Semi-topological Properties of the K-Topological Version of the Jordan Curve Theorem

Abstract

The paper initially investigates semi-topological properties of the Khalimsky (K-, for brevity) topological version of the classical Jordan curve theorem. Assume a simple closed K-curve with l elements in \(({\mathbb {Z}}^2, \kappa ^2)\) that is the K-topological plane, denoted by \(C_K^l\) for brevity. Then every \(C_K^l\) separates (\({\mathbb {Z}}^2, \kappa ^2)\) into exactly two nonempty components that may be neither open nor closed in (\({\mathbb {Z}}^2, \kappa ^2)\). Hence we need to investigate semi-topological features of \(C_K^l\) and \({\mathbb {Z}}^2 {\smallsetminus } C_K^l\) in \(({\mathbb {Z}}^2, \kappa ^2)\). We first show that not every \(C_K^l\) is always semi-open or semi-closed in \(({\mathbb {Z}}^2, \kappa ^2)\). Second, we find a condition for \(C_K^l\) to be either semi-open or semi-closed in \(({\mathbb {Z}}^2, \kappa ^2)\). After establishing a continuous analog of \(C_K^l\) denoted by \(\mathcal {A}(C_K^l)\,(\subset {\mathbb {R}}^2)\), we show that \(\mathcal {A}(C_K^l)\) is both semi-open and semi-closed in \(({\mathbb {R}}^2, \mathcal {U})\) that is the 2-dimensional real plane with the usual topology.
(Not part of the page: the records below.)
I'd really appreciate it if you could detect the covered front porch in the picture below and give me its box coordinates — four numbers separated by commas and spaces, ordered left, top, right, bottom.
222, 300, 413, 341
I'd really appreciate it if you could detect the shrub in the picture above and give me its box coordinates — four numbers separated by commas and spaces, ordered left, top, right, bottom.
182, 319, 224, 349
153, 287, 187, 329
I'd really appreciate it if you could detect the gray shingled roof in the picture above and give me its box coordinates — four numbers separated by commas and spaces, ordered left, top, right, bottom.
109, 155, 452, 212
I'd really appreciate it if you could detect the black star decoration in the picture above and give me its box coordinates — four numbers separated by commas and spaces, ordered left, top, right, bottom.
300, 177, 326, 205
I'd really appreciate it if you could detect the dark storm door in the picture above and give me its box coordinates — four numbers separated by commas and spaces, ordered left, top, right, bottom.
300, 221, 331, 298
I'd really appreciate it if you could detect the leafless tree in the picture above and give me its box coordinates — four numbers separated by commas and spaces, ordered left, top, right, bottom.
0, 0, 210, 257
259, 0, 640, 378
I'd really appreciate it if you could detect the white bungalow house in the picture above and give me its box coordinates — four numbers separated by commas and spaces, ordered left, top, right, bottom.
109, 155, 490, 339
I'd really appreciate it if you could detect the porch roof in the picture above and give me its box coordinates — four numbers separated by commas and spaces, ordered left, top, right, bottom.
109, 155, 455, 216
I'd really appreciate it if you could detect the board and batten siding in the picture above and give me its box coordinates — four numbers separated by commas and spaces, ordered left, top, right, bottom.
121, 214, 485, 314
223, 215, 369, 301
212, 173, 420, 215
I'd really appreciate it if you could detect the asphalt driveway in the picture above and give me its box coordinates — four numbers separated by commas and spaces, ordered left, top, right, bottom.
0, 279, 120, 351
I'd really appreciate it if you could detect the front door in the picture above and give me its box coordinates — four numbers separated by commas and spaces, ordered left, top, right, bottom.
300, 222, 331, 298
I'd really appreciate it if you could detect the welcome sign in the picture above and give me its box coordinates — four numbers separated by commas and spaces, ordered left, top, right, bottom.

Besides, we show that \(\mathcal {A}(C_K^l)\) always separates \(({\mathbb {R}}^2, \mathcal {U})\) into two non-empty components, denoted by C and D, that are both semi-open and semi-closed to obtain a partition of \({\mathbb {R}}^2\), i.e., \(\{C, D, \mathcal {A}(C_K^l)\}\). Finally, we obtain a partition of \({\mathbb {Z}}^2\), i.e., \(\{I(C_K^l), O(C_K^l), C_K^l\}\) and prove that each of \(I(C_K^l)\) and \(O(C_K^l)\) is semi-closed and it need not be semi-open, where \(I(C_K^l)\) and \(O(C_K^l)\) are called an inside and outside of \(C_K^l\), respectively.

Data Availability Statement

The authors confirm that the data supporting the findings of this study are available within this article.